Warum Europa als Ziel?

Al-Qaida

& Co. sind antiwestlich - aber trotzdem ist der Westen nicht ihr Hauptziel. Vorrangig bekämpfen dschihadistische Gruppen die Regime in islamischen Staaten, weil sie sie als ungläubig betrachten und dort die Macht übernehmen wollen. Doch Anschläge im Westen wie in den USA 2001, in Madrid 2004 oder London 2005, steigern das Prestige dieser Gruppen und verschaffen ihnen neue Rekruten. Dazu kommen politische Gründe: Die Teilnahme am Irakkrieg (Großbritannien, Spanien), am Afghanistankrieg (Deutschland), ein Burka-Verbot (Frankreich) oder Mohammed-Karikaturen (Dänemark).

Was ist dran an einem europäischen "Mumbai-Szenario"?

Mumbai-Anschläge von 2008

In einigen Medienberichten wurde darüber spekuliert, die angeblich geplanten Europa-Anschläge sollten nach dem Vorbild der stattfinden. In der indischen Metropole hatte damals eine große Gruppe Attentäter mehrere "weiche Ziele", vor allem Hotels, angegriffen und 166 Menschen getötet. Das Gefecht zog sich über viele Stunden hin. In deutschen Sicherheitskreisen heißt es, ein solches Szenario sei natürlich auch in Europa denkbar, und die Behörden hätten dies "auf dem Zettel". Aber auch hier fehlten erhärtete Hinweise darauf, dass so etwas tatsächlich bereits in Planung ist.

Welche Rolle spielen die Drohnen der CIA?

Die Behauptung, die CIA habe mit Hilfe ihrer Drohnen den geplanten Europa-Plot verhindert, halten einige deutsche Sicherheitsbeamte für genau das: eine bloße Behauptung. Es sind auch Stimmen zu hören, die davon ausgehen, dass die USA dies gezielt lancierten, um ihren Drohnenkrieg zu rechtfertigen, dessen Frequenz in den vergangenen Wochen noch einmal deutlich gesteigert wurde. Tatsächlich sterben durch die unbemannten Flugzeuge und ihre Raketen regelmäßig Militante (und mit ihnen oft auch Zivilisten). Aber wie wichtig diese waren, was sie geplant hatten - das lässt sich meistens nicht herausfinden.

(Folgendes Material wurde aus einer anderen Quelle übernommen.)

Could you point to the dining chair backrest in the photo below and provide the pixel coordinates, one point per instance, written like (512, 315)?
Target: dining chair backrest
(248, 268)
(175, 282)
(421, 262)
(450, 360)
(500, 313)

Wieso warnen die USA so massiv?

Die USA teilen nicht alle ihre Informationen mit befreundeten Geheimdiensten. Am ehesten noch mit den Briten, sicher aber nicht mit den Deutschen. Daher ist es schwer einzuschätzen, ob die USA über das hinaus, was sie weitergeben, veritable Hinweise auf Anschlagsplanungen haben. Sicher aber ist, dass die USA seit Wochen massiv warnen und Druck auf europäische Behörden ausüben, ganz genau hinzuschauen. Allerdings zeigt die Erfahrung mit der Sauerlandgruppe, dass die USA konkrete Hinweise eher schnell als langsam weiterleiten, wenn sie welche haben. Noch aber haben sie solche Informationen nicht weitergereicht. Auch hier also ein Indiz, dass die angeblich geplante Anschlagserie in Europa bisher eher abstrakt als konkret ist.